- 45 North Street, Suite 1 East Millinocket, Maine 04430 United States

Information
- NCES School ID: 230528000134
- Principal: Justin Page
- Grades: 9–12
- Gender: Mixed
- Enrollment: 102 (2023–2024)
- Website: www.eastmillinocketschools.org/o/ems/page/our-schools

= Schenck High School =

Schenck High School is a public high school in East Millinocket, Maine, United States. It is a part of the East Millinocket Schools. It serves East Millinocket, Medway, and Woodville.

==Name and history==
It is named after Garrett (Bush) Schenck, who made a large donation to build the first Schenck High School building in 1927. Schenck, who was vice president of the International Paper mill at Rumford Falls, helped establish the first Katahdin-region paper mills in East Millinocket and Millinocket.

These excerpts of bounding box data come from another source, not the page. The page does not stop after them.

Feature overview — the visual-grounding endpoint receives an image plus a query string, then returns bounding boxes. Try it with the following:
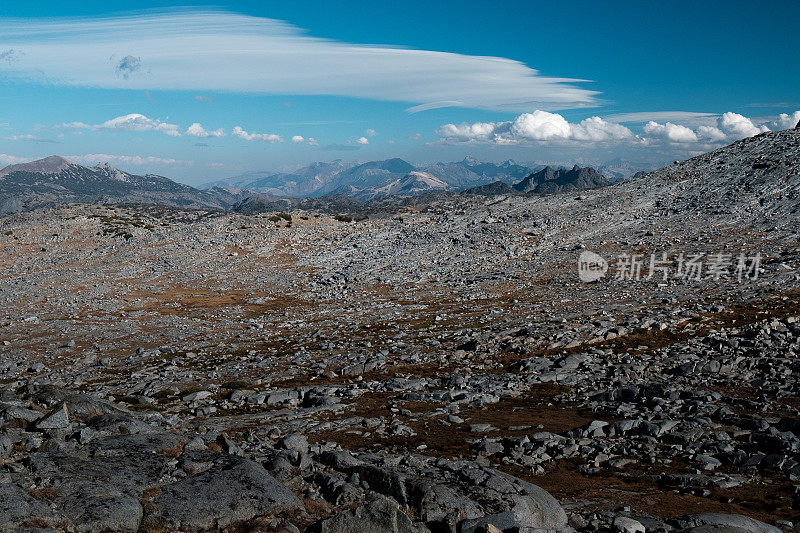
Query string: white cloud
[768,111,800,131]
[570,117,635,141]
[231,126,283,144]
[56,113,181,137]
[697,126,728,143]
[94,113,181,137]
[717,111,769,139]
[66,154,191,165]
[0,11,597,111]
[644,120,697,143]
[436,110,636,144]
[603,111,717,122]
[186,122,225,139]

In 1957 the current campus was built, and it opened the following year. The previous campus was renamed Opal Myrick Elementary School. In 1966 an addition in the current Schenck building opened. In 2011 Opal Myrick Elementary School moved into the Schenck campus; the enrollment in the elementary school declined, so the district decided to close the standalone Myrick building.

In early 2014, it was suggested that the school be renamed after Gloria MacKenzie, an area woman who donated $1.8 million to fix a leaking roof at the school after winning the powerball lottery. Renaming the school would also avoid using the word 'Schenck', which is commonly pronounced as the derogatory term "skank". The Mackenize family later indicated that they did not want the school renamed.

==Sports==
In Maine, high school sports are categorized by the number of enrolled students. In the mid-1980s, Schenck switched from Class B to Class C, a changed that ignited controversy. In 2005, Schenck High School was reassigned to Class D sports by the Maine Principals Association, which oversees school sports. In that year, Schenck's enrollment dropped below 230 students to 216.